Another counterargument is that it is often difficult, if not impossible, to determine what is the best choice out of multiple choices. This is related to the third objection, which is that sometimes there may simply be no best choice, that as far as it is possible to tell, two or more choices—choices leading to two or more outcomes, I suppose—are of equal desirability. Do I want trimmer abs or do I want to enjoy more delicious food? I really don’t know what is best. It seems they both could be. They will both make me happy in multiple ways. And yes, they seem to be mutually exclusive, unless I want to exercise substantially more.
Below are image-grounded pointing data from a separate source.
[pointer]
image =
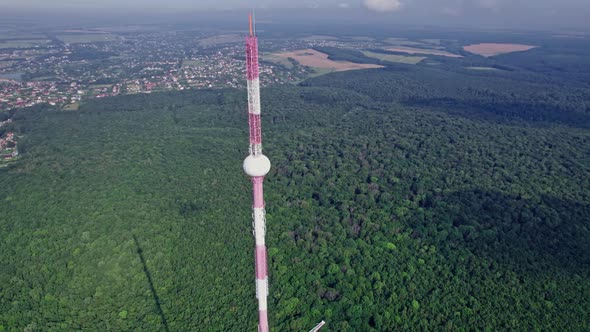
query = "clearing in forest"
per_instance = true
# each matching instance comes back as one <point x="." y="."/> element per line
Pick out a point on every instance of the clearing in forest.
<point x="412" y="60"/>
<point x="491" y="49"/>
<point x="313" y="58"/>
<point x="411" y="50"/>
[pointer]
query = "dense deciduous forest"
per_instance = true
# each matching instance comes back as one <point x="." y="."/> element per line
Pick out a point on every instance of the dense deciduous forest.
<point x="403" y="198"/>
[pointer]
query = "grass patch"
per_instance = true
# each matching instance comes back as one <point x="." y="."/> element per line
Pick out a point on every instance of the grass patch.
<point x="482" y="68"/>
<point x="412" y="60"/>
<point x="71" y="107"/>
<point x="278" y="60"/>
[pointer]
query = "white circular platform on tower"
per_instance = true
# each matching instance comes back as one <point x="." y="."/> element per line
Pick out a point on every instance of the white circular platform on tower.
<point x="256" y="166"/>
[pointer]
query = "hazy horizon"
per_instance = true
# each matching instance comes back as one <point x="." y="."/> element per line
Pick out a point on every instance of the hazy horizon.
<point x="523" y="14"/>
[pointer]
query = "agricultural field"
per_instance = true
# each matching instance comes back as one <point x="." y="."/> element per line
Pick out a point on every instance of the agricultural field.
<point x="402" y="41"/>
<point x="87" y="38"/>
<point x="412" y="60"/>
<point x="492" y="49"/>
<point x="277" y="59"/>
<point x="319" y="37"/>
<point x="482" y="68"/>
<point x="25" y="43"/>
<point x="315" y="59"/>
<point x="411" y="50"/>
<point x="220" y="39"/>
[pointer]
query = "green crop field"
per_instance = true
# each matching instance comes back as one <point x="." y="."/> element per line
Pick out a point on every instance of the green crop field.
<point x="412" y="60"/>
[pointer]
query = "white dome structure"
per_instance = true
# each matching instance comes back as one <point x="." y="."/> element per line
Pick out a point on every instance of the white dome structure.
<point x="256" y="165"/>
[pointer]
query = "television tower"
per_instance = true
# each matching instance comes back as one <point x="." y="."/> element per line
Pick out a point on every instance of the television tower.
<point x="257" y="165"/>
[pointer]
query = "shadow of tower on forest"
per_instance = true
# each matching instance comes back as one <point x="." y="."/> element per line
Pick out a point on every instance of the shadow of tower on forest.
<point x="151" y="284"/>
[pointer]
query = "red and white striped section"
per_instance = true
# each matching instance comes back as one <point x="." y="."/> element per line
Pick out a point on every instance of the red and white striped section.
<point x="257" y="165"/>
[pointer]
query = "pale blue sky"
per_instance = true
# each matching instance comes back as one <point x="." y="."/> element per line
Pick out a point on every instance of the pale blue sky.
<point x="493" y="12"/>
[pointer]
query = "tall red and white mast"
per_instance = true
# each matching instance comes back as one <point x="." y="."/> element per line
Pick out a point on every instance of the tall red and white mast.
<point x="257" y="165"/>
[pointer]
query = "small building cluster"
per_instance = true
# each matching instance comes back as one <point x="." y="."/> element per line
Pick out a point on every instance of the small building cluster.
<point x="8" y="148"/>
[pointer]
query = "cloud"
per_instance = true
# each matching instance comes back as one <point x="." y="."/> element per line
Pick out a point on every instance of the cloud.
<point x="451" y="11"/>
<point x="383" y="6"/>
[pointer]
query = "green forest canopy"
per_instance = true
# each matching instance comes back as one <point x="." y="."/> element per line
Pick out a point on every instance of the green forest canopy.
<point x="387" y="209"/>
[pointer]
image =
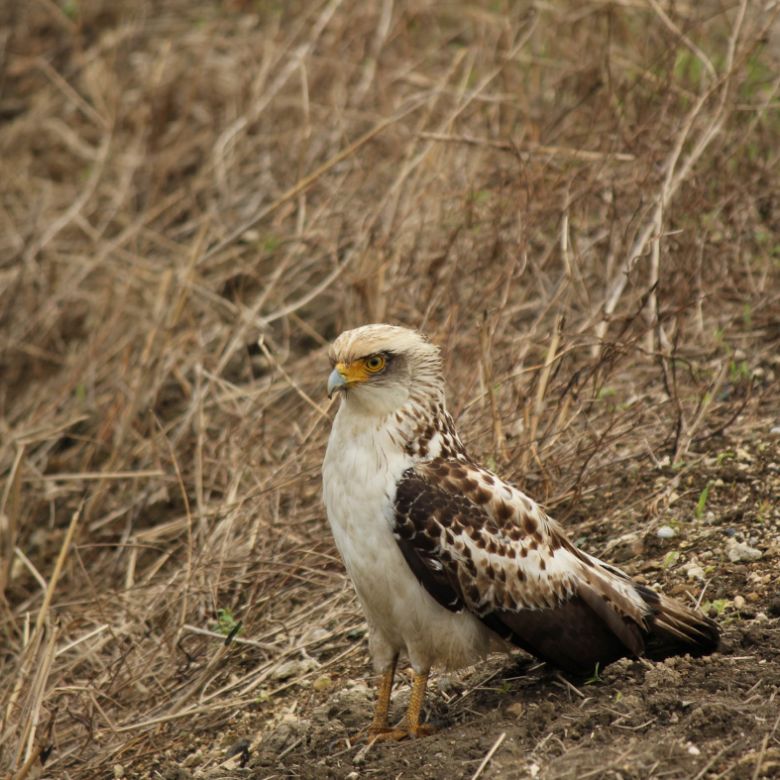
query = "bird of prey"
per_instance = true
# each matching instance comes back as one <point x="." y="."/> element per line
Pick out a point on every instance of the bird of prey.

Despite these counterarguments, it seems to me that people who take their health or physical prowess seriously would benefit from less settling with what’s good, to use Jerry Rice’s words. If my failure point for dead lift is nine reps at 170 pounds, doing eight reps is good—very good, in fact. But the best I can do is nine, and only that quantity will get me to failure and thus optimize my muscle growth. If I run a 5k but fail to give it my all, how can I be satisfied even if I win the race? Even if my time is good enough to win, the people who do their best have won in more important ways.
Sometimes, unfortunately, it’s not that simple. I have long had goals relating to pull-ups. As my strength has increased my goals have likewise increased. My current goal is to do 10 pull-ups (chin-ups, technically), and it is proving to be quite the challenge. It will take my best effort, I’m beginning to think, to reach this goal. Given this, the decisions I must make are difficult. Should I reduce my cardio and put more of my energy into strength training and rest? This would reduce my overall best level of fitness, but it might be part of my best life to achieve this goal. If I decide to go for it, what combination of strength training and rest is best—and within that, which exercises are best, and at which levels? And so on. Clearly, it would take intense thought, experimentation, and research to determine the answers, and these answers could not be perfect.
But to return to Voltaire, let us not confuse best with perfect. What is more, let us distinguish best from good whenever we can, and strive to determine when good is good enough, and when best is best.
1. Stephen Covey, A. Roger Merrill, and Rebecca R. Merrill, First Things First (New York: Simon and Schuster, 1994).